Die 68er und die Kunst

Eine Zusammenfassung der Beiträge der Fortbildungsveranstaltung
von Dr. Ulrich Kuballa

Welche Auswirkungen hatten die 68er Studentenbewegungen auf die gesellschaftliche und kulturelle Entwicklung in Deutschland? Vierzig Jahre nach den Unruhen war diese Frage das Leitthema der diesjährigen Weiterbildungsveranstaltung des BDK – Fachverband für Kunstpädagogik (19. bis 21. Mai 2008, Fridtjof-Nansen-Akademie, Ingelheim). Sie stand unter der Überschrift „1968 – 2008: 40 Jahre Wirkungsgeschichte politischer Ideen in Kunst, Kunstrezeption/Kunstgeschichte“. Die von Prof. Peter Schubert moderierte Tagung lieferte - so ließ das Thema erwarten - kontroverse Beiträge, die zu engagierten Diskussionen einluden.

Der Eröffnungsnachmittag begann mit dem Vortrag von Prof. Dr. Ulrich Heinen (Bergische Universität Wuppertal) zum Thema: „ Herrschaftssprache - Generationenkonflikt – Dissimilatio. Zur Kritik kritischer Kunstgeschichte“. Der Vortrag befasste sich mit der Problematik politisch fundierter Kunstgeschichte. Heinen stellte dar, wie die Ideen der 68er-Bewegung, z.B. über den Ulmer Verein oder die Ideen der visuellen Kommunikation, ihren Niederschlag in der Kunstwissenschaft und Kunstvermittlung gefunden haben.

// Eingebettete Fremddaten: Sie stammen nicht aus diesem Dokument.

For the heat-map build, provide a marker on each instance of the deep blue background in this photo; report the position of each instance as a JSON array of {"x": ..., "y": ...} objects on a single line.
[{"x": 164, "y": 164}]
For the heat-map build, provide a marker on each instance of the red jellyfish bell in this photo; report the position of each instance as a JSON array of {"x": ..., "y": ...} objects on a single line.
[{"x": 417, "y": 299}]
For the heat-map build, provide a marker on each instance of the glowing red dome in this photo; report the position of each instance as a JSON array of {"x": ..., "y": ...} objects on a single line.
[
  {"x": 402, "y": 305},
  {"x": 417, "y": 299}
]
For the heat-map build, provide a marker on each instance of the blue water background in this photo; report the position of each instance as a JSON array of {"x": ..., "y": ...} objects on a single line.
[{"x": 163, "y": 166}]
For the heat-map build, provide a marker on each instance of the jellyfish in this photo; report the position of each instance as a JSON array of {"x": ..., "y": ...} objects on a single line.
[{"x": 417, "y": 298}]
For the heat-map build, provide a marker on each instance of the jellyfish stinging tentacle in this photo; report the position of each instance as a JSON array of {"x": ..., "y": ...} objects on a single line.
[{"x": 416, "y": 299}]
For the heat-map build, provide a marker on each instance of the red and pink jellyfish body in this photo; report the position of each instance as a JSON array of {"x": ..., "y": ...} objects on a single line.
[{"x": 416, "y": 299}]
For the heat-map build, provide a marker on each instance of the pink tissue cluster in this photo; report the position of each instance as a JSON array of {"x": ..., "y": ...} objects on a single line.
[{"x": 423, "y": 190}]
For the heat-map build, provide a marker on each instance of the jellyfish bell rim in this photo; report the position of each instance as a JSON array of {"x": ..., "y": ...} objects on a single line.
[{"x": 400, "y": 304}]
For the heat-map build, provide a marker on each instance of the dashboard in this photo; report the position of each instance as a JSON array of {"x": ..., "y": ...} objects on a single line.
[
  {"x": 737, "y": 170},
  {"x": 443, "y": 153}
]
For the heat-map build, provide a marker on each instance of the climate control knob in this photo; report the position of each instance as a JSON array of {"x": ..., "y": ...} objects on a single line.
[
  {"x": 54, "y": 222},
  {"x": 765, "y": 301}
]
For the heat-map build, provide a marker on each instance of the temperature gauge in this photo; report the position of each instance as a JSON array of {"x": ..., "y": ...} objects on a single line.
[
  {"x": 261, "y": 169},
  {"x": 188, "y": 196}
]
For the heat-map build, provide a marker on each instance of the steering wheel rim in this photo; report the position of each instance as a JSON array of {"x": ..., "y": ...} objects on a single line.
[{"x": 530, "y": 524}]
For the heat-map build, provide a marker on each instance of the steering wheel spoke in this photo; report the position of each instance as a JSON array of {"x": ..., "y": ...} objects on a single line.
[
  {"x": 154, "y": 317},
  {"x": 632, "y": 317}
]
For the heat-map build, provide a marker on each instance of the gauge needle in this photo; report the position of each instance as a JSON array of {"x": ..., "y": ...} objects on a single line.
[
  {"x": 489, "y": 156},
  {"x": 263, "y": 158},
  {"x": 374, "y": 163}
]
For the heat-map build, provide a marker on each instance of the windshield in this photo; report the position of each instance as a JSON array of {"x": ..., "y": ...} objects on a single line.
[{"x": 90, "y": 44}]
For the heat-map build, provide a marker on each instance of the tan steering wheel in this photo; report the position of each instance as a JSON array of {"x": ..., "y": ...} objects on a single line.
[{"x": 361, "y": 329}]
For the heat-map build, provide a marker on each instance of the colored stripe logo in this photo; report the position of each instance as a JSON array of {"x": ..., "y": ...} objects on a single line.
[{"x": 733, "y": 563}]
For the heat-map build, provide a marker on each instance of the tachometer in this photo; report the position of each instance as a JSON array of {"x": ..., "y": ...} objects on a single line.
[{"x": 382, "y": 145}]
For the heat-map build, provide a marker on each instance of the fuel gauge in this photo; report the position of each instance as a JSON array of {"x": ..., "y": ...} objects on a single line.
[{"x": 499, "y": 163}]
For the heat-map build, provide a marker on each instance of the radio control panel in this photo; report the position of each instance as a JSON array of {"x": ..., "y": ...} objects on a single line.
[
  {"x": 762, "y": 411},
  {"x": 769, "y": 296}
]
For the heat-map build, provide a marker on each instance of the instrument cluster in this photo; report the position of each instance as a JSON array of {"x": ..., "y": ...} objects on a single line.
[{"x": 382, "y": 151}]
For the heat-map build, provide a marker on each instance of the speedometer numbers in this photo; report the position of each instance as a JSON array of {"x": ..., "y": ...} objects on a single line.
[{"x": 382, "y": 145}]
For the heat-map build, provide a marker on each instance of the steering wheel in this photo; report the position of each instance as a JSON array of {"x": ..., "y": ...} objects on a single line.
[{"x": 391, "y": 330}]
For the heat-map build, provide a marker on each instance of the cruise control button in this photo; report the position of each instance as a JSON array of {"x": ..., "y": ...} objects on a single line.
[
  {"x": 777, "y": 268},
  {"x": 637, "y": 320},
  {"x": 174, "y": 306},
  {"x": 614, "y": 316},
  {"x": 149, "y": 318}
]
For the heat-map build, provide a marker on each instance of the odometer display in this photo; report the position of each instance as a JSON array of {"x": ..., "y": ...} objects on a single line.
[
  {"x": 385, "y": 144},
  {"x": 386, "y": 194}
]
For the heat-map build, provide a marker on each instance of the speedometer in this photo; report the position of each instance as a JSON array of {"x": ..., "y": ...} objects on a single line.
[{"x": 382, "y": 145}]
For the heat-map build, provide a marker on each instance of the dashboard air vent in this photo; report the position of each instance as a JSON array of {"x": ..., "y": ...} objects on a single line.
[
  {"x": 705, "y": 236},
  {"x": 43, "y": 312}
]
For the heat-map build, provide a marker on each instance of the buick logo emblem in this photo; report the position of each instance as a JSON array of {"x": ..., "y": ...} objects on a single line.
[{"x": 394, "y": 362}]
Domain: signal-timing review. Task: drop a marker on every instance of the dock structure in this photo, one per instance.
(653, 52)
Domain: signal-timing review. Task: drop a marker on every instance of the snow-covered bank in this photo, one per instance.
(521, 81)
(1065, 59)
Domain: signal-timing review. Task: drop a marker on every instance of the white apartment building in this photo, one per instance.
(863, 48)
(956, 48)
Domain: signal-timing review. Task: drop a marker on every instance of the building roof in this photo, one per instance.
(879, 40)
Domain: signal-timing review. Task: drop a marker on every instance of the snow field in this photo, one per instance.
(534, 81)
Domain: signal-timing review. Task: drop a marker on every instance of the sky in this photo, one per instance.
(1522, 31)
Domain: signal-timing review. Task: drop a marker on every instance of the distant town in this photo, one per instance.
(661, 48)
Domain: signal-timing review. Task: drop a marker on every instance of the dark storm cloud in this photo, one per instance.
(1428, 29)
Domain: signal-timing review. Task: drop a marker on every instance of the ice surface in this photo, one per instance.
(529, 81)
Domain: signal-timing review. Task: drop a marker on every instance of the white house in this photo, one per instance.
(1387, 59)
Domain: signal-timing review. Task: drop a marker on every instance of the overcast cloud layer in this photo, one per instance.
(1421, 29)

Prof. Dr. Bazon Brock (ebenfalls Bergische Universität Wuppertal) gab mit seinem Vortrag: „Werk ohne Wirkung, Wirkung ohne Werk: Über die Differenz von Schöpfung und Arbeit, Theologie und Soziologie, Kreativitätstraining und Disziplinierung im Anspruch der 68er Produktion“ einen interessanten Einblick in das Spannungsfeld von Politik und Kunstautonomie und schilderte die Ereignisse der sechziger Jahre aus der Künstlersicht eines u.a. an der documenta IV Beteiligten. Seine These, dass die 68er-Bewegung alle ihre politischen Ziele letztlich erreicht hätte, erschien nach seinen Darstellungen zumindest noch diskussionswürdig. Als Zeitzeuge führte Brock auch eine sehr emotionale Diskussion mit Dr. Wolfgang Kraushaar (Hamburger Institut für Sozialforschung), der sich gleichsam als Chronist der 68er Bewegung versteht. Mit seinem Vortrag: „Phantasie an die Macht“ lieferte er – als Kontrast zu Brock - eine kritische, an Fakten orientierte, eher ernüchternde Bestandsaufnahme zu den Ergebnissen dieser Konfrontation von Kunst und Politik seit 1968.

Auch Prof. Dr. Wolfgang Pehnt (Ruhr-Universität Bochum) räumte in seinem Vortrag „’Der Mensch braucht eine andere Stadt’ - Städtebau und Architektur der 68er“ ein, dass die 68er Proteste zwar den Anstoß zu gesellschaftlichen Veränderungen gab; die kreativen Impulse zur Änderung indes kamen nicht von den Protestlern. Wie in der Kunst habe die Kritik an den herrschenden Verhältnissen und bürgerlichen Werten im Vordergrund gestanden, allen voran Fragen der Verteilung von Grund und Boden, soziale Gesichtspunkte und Ressourcenschonung beim Wohnungsbau oder auch ein erweiterter Denkmalbegriff. Ernst zu nehmende Lösungen zu diesen Problemen aber entwickelten andere.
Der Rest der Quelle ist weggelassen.